Smokers and ex-smokers who receive regular CT lung cancer checkups will probably not present with suspicious masses. But any lung nodules that are found are likely to be cancerous.
The Early Lung Cancer Action Project studied 1000 high-risk subjects who received annual low-dose CT screening for lung cancer, uncovering dramatic differences in first- and second-year results, according to Dr. Claudia Henschke, the principal investigator. Only about 1.5% of patients showed lung masses in the second year, but 43% of these masses were malignant, and 83% of the malignancies were stage IA cancers.

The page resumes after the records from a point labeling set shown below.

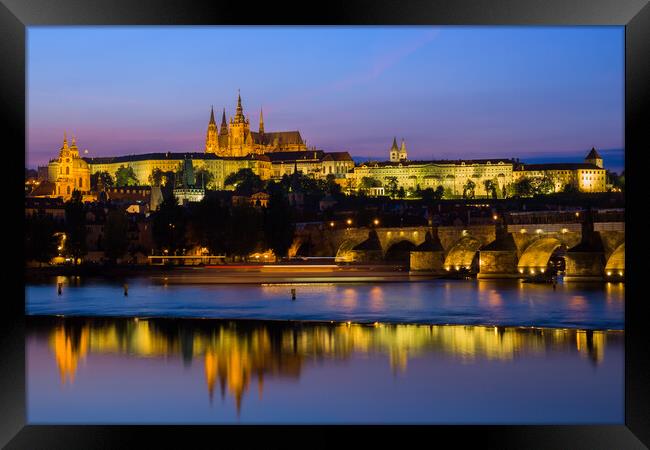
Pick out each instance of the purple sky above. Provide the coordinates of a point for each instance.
(537, 93)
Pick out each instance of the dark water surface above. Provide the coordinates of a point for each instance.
(469, 302)
(130, 370)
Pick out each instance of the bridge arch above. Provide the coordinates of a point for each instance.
(616, 262)
(400, 250)
(463, 254)
(537, 255)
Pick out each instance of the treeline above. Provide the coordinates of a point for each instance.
(234, 230)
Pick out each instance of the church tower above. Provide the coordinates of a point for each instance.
(239, 131)
(594, 158)
(211, 138)
(394, 151)
(402, 151)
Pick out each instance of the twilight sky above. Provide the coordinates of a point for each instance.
(537, 93)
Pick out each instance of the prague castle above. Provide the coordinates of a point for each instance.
(233, 146)
(235, 138)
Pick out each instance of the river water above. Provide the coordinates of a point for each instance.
(516, 353)
(467, 302)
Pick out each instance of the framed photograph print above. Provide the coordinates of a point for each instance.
(374, 217)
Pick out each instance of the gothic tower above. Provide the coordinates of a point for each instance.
(211, 143)
(402, 151)
(239, 131)
(594, 158)
(261, 121)
(394, 151)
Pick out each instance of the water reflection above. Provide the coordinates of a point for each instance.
(236, 354)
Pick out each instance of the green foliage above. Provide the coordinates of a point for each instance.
(208, 224)
(570, 188)
(244, 233)
(104, 177)
(125, 176)
(116, 240)
(491, 188)
(75, 227)
(392, 186)
(245, 182)
(168, 226)
(278, 225)
(40, 241)
(468, 189)
(204, 178)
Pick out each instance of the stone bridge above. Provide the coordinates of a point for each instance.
(491, 251)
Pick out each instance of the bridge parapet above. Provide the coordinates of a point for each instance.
(538, 228)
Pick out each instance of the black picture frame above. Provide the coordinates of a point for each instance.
(16, 15)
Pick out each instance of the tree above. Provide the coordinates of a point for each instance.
(490, 188)
(523, 187)
(468, 189)
(278, 225)
(392, 186)
(245, 182)
(367, 183)
(125, 176)
(40, 241)
(570, 188)
(545, 185)
(208, 223)
(156, 177)
(168, 226)
(75, 226)
(331, 185)
(245, 232)
(104, 178)
(204, 178)
(116, 237)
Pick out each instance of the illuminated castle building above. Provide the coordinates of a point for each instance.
(234, 137)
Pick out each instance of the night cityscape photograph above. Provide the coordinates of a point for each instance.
(325, 225)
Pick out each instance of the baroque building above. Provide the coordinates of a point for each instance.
(65, 174)
(235, 138)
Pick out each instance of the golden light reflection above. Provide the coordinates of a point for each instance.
(234, 353)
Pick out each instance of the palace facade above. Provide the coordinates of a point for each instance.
(235, 138)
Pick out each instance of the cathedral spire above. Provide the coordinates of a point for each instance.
(261, 121)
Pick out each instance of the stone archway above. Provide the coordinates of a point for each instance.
(616, 262)
(537, 255)
(463, 254)
(400, 251)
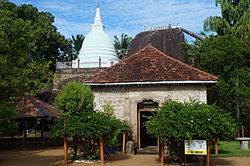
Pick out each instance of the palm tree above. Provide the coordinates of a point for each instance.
(122, 45)
(77, 43)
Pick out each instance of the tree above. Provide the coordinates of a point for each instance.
(77, 43)
(19, 73)
(234, 19)
(49, 45)
(82, 124)
(175, 122)
(122, 45)
(7, 124)
(226, 57)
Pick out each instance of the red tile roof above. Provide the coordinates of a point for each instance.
(149, 65)
(28, 107)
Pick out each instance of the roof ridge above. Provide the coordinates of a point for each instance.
(116, 64)
(184, 63)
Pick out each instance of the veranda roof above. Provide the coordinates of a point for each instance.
(28, 107)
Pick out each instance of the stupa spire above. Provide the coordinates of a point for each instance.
(98, 19)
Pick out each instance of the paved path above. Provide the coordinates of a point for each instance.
(54, 157)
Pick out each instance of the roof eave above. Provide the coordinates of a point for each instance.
(151, 83)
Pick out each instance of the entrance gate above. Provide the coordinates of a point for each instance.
(145, 108)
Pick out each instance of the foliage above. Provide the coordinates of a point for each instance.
(175, 122)
(20, 73)
(234, 19)
(7, 123)
(228, 58)
(122, 45)
(47, 44)
(77, 43)
(81, 124)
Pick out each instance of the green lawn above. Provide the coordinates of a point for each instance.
(230, 149)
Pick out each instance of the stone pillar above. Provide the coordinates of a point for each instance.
(133, 117)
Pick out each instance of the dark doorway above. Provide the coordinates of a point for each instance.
(146, 139)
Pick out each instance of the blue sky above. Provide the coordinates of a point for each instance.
(125, 16)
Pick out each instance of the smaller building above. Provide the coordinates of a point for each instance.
(142, 82)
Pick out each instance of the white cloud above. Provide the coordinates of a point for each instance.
(126, 16)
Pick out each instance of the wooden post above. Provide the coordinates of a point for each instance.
(208, 152)
(24, 128)
(123, 144)
(160, 150)
(213, 145)
(242, 129)
(126, 141)
(216, 145)
(42, 130)
(162, 153)
(65, 151)
(101, 151)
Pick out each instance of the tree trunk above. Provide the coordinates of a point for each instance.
(101, 151)
(216, 145)
(208, 152)
(162, 153)
(124, 142)
(65, 151)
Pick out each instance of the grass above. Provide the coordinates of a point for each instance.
(230, 149)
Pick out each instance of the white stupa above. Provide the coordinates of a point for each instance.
(97, 48)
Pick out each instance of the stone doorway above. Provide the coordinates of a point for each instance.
(145, 108)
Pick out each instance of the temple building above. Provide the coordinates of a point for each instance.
(139, 84)
(153, 73)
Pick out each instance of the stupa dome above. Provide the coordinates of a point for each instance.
(97, 48)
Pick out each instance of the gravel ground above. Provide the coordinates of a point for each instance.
(54, 157)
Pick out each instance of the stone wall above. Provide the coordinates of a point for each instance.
(125, 98)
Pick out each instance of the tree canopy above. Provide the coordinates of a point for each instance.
(122, 45)
(29, 47)
(234, 19)
(77, 43)
(48, 44)
(177, 121)
(82, 123)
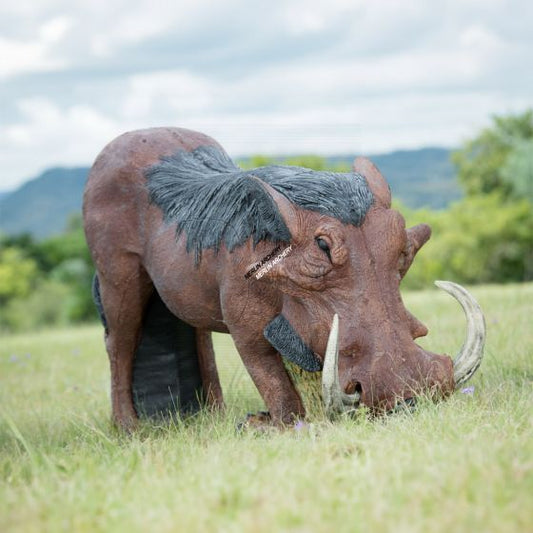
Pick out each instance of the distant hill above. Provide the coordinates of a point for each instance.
(418, 178)
(42, 206)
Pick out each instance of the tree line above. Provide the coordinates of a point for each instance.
(487, 237)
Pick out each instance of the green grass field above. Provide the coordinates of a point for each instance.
(462, 465)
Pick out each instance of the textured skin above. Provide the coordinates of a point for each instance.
(135, 251)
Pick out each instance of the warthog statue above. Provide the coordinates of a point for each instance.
(179, 235)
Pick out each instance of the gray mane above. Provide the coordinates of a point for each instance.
(213, 201)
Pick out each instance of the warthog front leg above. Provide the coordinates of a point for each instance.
(268, 373)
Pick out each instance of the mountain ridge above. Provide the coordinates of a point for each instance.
(42, 206)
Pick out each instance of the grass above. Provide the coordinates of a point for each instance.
(462, 465)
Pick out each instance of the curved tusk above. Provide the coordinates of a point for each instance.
(471, 353)
(334, 398)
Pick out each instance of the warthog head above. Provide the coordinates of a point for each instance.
(341, 297)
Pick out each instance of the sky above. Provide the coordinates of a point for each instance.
(277, 77)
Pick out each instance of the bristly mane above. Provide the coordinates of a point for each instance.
(212, 200)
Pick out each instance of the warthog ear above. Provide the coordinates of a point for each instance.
(417, 236)
(377, 183)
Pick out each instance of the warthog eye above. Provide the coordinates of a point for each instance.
(323, 245)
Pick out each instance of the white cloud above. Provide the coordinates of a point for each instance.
(298, 75)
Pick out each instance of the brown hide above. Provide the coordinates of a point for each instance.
(134, 251)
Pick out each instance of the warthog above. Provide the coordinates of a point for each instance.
(179, 235)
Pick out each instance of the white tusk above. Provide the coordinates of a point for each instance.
(335, 400)
(469, 357)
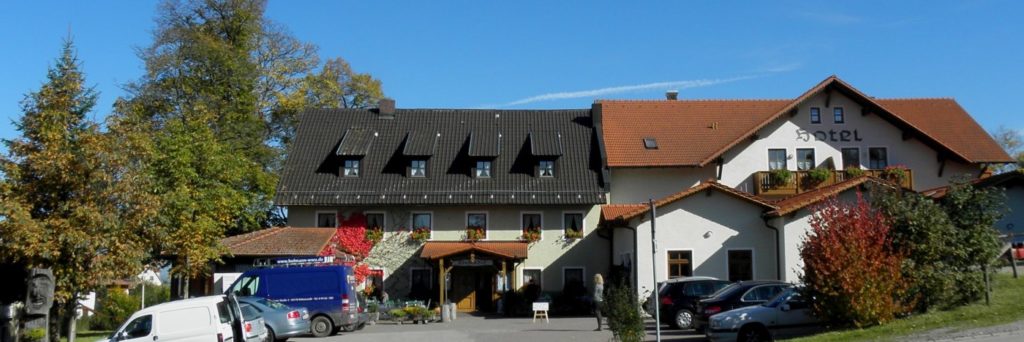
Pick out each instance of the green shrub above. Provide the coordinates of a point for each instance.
(623, 308)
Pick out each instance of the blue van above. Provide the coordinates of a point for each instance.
(328, 292)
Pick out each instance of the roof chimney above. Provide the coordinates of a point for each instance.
(672, 95)
(385, 109)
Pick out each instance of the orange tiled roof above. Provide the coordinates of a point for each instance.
(507, 249)
(279, 242)
(695, 132)
(613, 212)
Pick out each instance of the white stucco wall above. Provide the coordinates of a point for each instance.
(551, 254)
(732, 223)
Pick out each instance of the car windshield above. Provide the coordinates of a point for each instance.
(781, 298)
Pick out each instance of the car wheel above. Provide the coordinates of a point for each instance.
(321, 327)
(683, 319)
(754, 334)
(269, 335)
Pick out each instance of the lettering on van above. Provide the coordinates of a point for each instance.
(833, 135)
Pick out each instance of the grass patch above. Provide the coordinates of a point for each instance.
(1008, 296)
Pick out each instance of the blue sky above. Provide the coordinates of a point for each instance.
(540, 54)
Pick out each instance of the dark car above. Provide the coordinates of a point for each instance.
(734, 296)
(678, 299)
(282, 321)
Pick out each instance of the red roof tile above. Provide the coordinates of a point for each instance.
(279, 242)
(695, 132)
(440, 249)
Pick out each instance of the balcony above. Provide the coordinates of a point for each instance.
(766, 184)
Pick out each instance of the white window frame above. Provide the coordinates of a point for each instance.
(486, 222)
(668, 267)
(754, 261)
(540, 169)
(584, 268)
(522, 279)
(316, 218)
(530, 212)
(489, 168)
(583, 221)
(383, 213)
(430, 274)
(889, 159)
(412, 221)
(358, 168)
(426, 167)
(844, 115)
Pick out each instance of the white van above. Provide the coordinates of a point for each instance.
(202, 318)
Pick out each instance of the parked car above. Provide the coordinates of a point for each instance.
(202, 318)
(253, 326)
(734, 296)
(328, 293)
(678, 299)
(283, 322)
(786, 315)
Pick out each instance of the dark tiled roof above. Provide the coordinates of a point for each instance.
(310, 173)
(695, 132)
(280, 242)
(484, 142)
(546, 143)
(355, 142)
(440, 249)
(421, 143)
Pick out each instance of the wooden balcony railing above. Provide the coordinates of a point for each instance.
(766, 184)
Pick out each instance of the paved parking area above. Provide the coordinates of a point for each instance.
(495, 329)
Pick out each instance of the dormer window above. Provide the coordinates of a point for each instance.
(546, 169)
(649, 143)
(418, 168)
(482, 169)
(351, 168)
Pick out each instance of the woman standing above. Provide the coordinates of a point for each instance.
(598, 298)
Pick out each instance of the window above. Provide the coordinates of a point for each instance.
(740, 265)
(375, 221)
(851, 158)
(838, 115)
(531, 222)
(532, 275)
(878, 158)
(420, 279)
(482, 169)
(776, 159)
(139, 327)
(805, 159)
(649, 143)
(327, 219)
(572, 278)
(572, 224)
(546, 169)
(418, 168)
(680, 263)
(477, 221)
(351, 168)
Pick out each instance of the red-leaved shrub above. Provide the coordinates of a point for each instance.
(850, 267)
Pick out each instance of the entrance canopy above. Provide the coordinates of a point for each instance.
(442, 249)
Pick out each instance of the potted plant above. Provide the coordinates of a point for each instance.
(398, 315)
(894, 173)
(573, 233)
(854, 172)
(530, 234)
(475, 233)
(780, 176)
(375, 234)
(420, 234)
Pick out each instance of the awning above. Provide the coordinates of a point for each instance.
(439, 249)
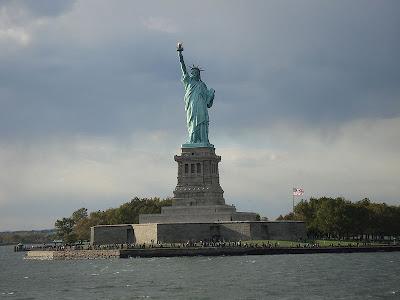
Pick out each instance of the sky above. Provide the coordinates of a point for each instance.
(92, 112)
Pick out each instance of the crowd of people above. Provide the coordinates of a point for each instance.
(188, 244)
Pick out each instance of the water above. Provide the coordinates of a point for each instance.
(319, 276)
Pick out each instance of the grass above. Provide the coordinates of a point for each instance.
(322, 243)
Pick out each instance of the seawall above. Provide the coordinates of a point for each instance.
(198, 251)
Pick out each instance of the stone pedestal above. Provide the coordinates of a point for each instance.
(198, 195)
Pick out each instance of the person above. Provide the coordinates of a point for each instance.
(197, 101)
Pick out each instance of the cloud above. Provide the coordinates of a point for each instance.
(100, 172)
(160, 24)
(306, 93)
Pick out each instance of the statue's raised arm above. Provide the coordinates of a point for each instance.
(198, 99)
(183, 66)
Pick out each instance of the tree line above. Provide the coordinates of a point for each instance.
(339, 218)
(26, 237)
(77, 226)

In contrast, baseline studies performed on the same patients in the previous year had uncovered suspicious masses in 23% of the exams. About 12% of the suspicious nodules involved malignancy, and 82% of the cancers found were still at an early stage, Henschke said.
The ELCAP trial recruited symptom-free volunteers who were at least 60 years old and had smoked the equivalent of a pack of cigarettes a day for 10 years. Overall, the trial has identified 66 lung cancer cases.
Henschke, chief of chest imaging at Weill Medical College of Cornell University in New York City, described the results at the annual meeting of the International Society for Strategic Studies in Radiology last week in San Francisco. They were also published in the July 1 issue of Cancer.
The key to the diagnostic power of low-dose CT screening continues to be its ability to uncover early stage lung cancer, according to Henschke. Typically, only 7% of lung cancers found after a physical examination and a diagnostic chest x-ray are stage I, she said. Cancer survival statistics from the National Cancer Institute's SEER database indicate that one in two individuals are still alive five years after they are diagnosed with a lung tumor that is less than 1 cm in diameter. The odds of five-year survival drop to one in five when the tumor is larger than 3 cm.
Henschke has also discovered that CT can be used to noninvasively classify lung nodules as solid, partially solid/nonsolid, and nonsolid. Each class has a different propensity for cancer:
- Solid nodules have a malignancy rate of 7%.
- Partially solid/nonsolid nodules have a malignancy rate of 63%.
- Nonsolid nodules have a malignancy rate of 18%.
Nodule size also requires consideration, however.
"When you standardize for size, you find that solid and nonsolid nodules have equal frequency of malignancy at baseline compared with the partially solid/nonsolid ones, so these are individuals who need much more attention," Henschke said.
An analysis of the data indicates that the program cost about $2500 per life-year saved. Smoking cessation education should be linked to local CT lung cancer screening programs, according to Henschke. In addition to the ELCAP trial, she is associated with the 11-hospital New York Early Lung Cancer Project and an international study that involves 10 U.S. and 10 foreign testing sites. She estimates that 44,000 people worldwide have been screened for lung cancer with the low-dose CT protocol.